How to Use Gsub() in R – With Examples

Need to selectively replace multiple occurrences of a text within an R string? Never fear, the R gsub () function is here! This souped up version of the sub() function doesn’t just stop at the first instance of the string you want to replace. It gets them ALLLL…..

So when you want to utterly sanitize an entire string full of data, clearing out every instance of heretical thought, gsub in r is your go-to solution…

How To Use gsub () in R

The basic syntax of gsub in r:.

gsub(search_term, replacement_term, string_searched, ignore.case = FALSE, perl = FALSE, fixed = FALSE, useBytes = FALSE)

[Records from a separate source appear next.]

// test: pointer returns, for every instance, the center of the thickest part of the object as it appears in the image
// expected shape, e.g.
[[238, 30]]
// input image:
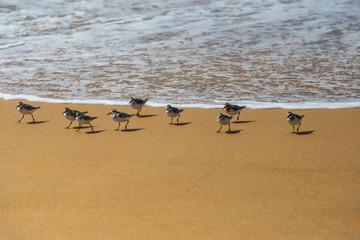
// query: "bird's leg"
[[21, 119], [229, 128], [69, 124], [78, 127]]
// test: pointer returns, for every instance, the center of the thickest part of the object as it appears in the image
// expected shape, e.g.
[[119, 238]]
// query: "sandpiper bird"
[[294, 119], [173, 112], [26, 109], [224, 120], [138, 104], [233, 109], [120, 117], [71, 115], [84, 119]]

Breaking down the components:

  • The search term – can be a text fragment or a regular expression.
  • Replacement term – usually a text fragment
  • String searched – must be a string
  • Ignore case – allows you to ignore case when searching
  • Perl – ability to use perl regular expressions
  • Fixed – option which forces the sub function to treat the search term as a string, overriding any other instructions (useful when a search string can also be interpreted as a regular expression.

A working code example – gsub in r with basic text:

# gsub in R
> base <- "Diogenes the cynic searched Athens for an honest man."
> gsub("an honest man", "himself", base)
[1] "Diogenes the cynic searched Athens for himself."

GSub in R – Regular Expressions

R’s gsub() function can work with regular expressions. Here’s an example of this below, where we are going to remove all of the punctuation from a phone number.

# gsub in R - regular expressions
> phone <-"(206) 555 - 1212"
> gsub("[[:punct:][:blank:]]","",phone)
[1] "2065551212"

As you can see, that phone number got a lot skinnier in a hurry! It will also now fit neatly in a numeric field within a database, which is a much easier way to store and manage this type of information.

Sub in R – Searching for patterns

You can use regular expressions to look for more advanced patterns. In the example below, we’re going to grab the first sequence of 1 – 3 n’s and replace them with a star (not harming any additional n’s in excess of that amount).

# sub in r - regular expression pattern matching
> base <- "bnnnnnannannasplit"
> gsub("n{1,3}","*",base)
[1] "b**a*a*asplit"

As you can see, it tagged multiple subsets of n’s – far more than the original version of this example in our tutorial on sub.

Sub in R – Finding Alternative Matches

Sometimes what you’re looking for may involve more than one thing. In the example below, we want to adjust a pet specific text (dog, cat, etc.) to refer the companion animal as a more generic “pet”. We use the | operator within a regular expression to set this up.

# sub in r - regular expression for alternatives
> base <- "I love my dog even though it may annoy with my cat"
> gsub("dog|cat|hamster|goat|pig","pet", base)
[1] "I love my pet even though it may annoy with my pet"

Mission accomplished, although the final results may look a little bit weird. The original version (sub tutorial) reads a bit better. In any event, this regex syntax allows you to sweep through a line of text and replace multiple words.